The only constant for refugees is change. When they start to settle, there are many firsts. Their lives are precarious, sometimes living in homeless shelters. Employment brings stability. After training at Emma’s Torch, students are moving out of homeless shelters into more stable housing. Some graduates have gotten promotions already in their restaurants.

Employment means decreased isolation, as they make connections with co-workers and build their social networks. One graduate is now able to save money to take night courses, building new hopes and dreams that seemed beyond her when she first started the program. Brodie says it’s exciting to hear them talk about their future like anyone else does, with joy and ambition.

The future for Emma’s Torch is growth and replication. Brodie sees the program being easily replicated in other cities in the near future. Like Gijs Corstens of Hack Your Future, Brodie says it is important to help refugees build skills to lead to long term employment. She’s not interested in tokenizing refugees, asking, “we love to have a meal cooked for us by a refugee, but how do we ensure that they have a sustainable salary?” She says it’s important to think through how can you be sure of the long-term impact you can have.

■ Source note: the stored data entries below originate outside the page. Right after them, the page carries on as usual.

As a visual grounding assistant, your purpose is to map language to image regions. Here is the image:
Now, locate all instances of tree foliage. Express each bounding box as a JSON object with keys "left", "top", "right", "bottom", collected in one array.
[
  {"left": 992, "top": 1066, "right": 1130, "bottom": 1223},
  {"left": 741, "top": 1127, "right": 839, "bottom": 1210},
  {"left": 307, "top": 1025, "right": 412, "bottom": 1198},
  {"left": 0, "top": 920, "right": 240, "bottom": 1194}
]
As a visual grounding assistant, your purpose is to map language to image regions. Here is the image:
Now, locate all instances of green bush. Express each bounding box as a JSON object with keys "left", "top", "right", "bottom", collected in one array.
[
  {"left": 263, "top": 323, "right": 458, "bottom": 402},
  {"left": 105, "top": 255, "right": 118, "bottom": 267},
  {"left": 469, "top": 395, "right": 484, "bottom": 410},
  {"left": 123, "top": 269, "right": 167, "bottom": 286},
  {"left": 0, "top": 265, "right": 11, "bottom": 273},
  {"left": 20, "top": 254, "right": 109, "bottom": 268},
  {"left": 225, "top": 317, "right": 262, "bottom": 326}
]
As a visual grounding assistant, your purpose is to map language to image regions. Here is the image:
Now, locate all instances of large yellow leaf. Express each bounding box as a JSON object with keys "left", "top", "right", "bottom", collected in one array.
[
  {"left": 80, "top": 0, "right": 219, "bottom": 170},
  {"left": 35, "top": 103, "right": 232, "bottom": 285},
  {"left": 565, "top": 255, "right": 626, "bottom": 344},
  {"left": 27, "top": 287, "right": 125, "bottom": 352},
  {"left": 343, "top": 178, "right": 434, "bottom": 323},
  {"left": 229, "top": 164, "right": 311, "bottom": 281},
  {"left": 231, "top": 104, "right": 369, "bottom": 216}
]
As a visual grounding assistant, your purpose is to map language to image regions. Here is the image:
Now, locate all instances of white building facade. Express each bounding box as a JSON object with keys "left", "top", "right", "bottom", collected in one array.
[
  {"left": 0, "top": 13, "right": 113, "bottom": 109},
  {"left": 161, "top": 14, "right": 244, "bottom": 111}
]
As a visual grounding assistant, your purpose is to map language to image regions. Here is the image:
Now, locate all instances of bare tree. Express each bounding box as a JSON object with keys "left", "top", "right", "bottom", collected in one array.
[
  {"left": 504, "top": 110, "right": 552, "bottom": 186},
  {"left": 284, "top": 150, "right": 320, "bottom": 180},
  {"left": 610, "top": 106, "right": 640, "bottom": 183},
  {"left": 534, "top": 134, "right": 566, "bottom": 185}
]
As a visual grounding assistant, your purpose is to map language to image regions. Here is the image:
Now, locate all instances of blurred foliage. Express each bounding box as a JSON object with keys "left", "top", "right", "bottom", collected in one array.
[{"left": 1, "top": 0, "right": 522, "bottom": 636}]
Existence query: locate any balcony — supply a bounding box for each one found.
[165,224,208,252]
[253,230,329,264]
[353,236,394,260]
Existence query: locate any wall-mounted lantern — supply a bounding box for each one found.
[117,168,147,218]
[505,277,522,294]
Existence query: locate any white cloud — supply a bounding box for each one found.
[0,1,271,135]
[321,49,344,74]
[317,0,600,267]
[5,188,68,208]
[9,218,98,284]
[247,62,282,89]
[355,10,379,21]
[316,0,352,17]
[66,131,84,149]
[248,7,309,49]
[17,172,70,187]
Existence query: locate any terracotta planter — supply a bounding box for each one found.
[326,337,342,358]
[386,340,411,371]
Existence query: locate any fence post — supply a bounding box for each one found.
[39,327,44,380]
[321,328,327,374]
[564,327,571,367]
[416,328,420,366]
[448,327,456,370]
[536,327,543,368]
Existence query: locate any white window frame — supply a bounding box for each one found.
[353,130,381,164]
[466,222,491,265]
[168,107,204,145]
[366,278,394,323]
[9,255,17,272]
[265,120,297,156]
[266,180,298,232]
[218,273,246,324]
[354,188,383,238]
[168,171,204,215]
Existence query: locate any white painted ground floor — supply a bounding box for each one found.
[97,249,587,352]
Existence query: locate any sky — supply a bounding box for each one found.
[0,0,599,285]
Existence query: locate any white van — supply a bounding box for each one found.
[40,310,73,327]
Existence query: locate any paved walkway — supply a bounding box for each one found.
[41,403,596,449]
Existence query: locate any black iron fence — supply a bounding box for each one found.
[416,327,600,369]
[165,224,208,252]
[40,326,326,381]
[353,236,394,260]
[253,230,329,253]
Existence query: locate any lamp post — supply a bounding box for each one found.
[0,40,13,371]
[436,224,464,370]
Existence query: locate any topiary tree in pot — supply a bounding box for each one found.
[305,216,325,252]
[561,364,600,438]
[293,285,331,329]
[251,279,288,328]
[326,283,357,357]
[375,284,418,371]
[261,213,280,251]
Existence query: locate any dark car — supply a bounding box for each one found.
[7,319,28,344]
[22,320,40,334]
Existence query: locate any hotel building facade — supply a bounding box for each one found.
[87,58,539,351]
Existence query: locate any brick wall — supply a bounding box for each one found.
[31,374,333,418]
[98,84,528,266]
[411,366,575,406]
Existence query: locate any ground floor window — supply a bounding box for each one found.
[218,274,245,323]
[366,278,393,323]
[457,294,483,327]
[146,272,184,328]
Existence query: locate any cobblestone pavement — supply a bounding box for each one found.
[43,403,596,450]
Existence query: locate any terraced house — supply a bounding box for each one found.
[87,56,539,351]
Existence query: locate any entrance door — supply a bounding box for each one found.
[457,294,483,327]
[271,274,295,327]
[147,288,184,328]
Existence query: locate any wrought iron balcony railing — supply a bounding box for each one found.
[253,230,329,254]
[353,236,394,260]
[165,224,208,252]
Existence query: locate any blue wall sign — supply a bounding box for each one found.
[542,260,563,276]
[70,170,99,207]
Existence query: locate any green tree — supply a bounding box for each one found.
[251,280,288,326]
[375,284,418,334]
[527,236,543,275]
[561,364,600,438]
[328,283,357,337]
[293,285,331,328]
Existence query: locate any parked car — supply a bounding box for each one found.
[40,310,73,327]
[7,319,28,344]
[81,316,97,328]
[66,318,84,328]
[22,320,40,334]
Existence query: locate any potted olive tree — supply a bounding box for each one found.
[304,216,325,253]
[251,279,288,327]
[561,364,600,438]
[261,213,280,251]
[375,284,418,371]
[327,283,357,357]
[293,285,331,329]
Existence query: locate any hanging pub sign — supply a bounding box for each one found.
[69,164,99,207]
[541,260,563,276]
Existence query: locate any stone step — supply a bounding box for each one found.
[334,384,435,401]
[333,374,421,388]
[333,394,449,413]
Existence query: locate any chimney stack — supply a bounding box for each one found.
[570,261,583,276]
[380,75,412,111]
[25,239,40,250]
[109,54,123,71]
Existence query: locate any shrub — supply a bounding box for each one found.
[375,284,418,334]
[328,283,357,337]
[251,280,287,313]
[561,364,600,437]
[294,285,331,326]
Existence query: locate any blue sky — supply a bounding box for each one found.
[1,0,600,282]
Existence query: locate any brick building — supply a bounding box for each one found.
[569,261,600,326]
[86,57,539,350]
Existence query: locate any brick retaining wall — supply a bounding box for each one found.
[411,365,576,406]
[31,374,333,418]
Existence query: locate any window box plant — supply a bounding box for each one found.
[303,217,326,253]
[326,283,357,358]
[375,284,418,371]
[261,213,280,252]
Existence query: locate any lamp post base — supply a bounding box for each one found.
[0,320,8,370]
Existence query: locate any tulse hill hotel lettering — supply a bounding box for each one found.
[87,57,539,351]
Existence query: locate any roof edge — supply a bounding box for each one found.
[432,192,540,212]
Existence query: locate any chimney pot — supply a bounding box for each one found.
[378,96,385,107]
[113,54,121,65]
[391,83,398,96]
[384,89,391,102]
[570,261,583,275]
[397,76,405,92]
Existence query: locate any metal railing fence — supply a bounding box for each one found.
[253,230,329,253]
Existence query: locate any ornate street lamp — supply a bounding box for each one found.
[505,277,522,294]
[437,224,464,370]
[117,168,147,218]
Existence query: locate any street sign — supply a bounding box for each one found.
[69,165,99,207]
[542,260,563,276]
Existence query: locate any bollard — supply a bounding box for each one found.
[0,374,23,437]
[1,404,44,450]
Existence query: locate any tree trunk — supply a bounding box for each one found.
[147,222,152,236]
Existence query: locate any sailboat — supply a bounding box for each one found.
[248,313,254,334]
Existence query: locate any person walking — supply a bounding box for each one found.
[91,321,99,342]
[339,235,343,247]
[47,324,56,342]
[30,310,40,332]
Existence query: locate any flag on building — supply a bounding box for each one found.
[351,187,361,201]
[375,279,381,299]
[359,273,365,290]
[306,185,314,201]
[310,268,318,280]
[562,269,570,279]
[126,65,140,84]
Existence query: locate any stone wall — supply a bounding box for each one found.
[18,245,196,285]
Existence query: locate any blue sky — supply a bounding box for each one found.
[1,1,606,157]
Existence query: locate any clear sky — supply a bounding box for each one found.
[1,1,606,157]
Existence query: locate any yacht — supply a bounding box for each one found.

Emma’s Torch is building new careers, transforming the lives of refugees and meeting local labour market demand. There’s no doubt the next moves for Emma’s Torch will be well thought out and planned with the most impact possible on refugees and their communities. Emma Lazarus would be proud.

Making it Work for You:

  • Passion and a desire to help can overcome lack of experience when building a new social enterprise. Being ambitious is as important as being collaborative when building a new idea.
  • Start small, learn from your experiment. Brodie took a small idea, tested it and refined it before investing deeply. When it was ready, others were ready to invest in it as well.
  • Build relationships. Having a market for your clients is essential to their long term success. Those partners will also help to ensure that your program meets their needs, and you’ll become an important part of their HR supply chain.
  • Supports for your clients are essential. Paid internships or work placements are desirable, to show both your clients and partners that the venture is serious about making change in the lives of refugees.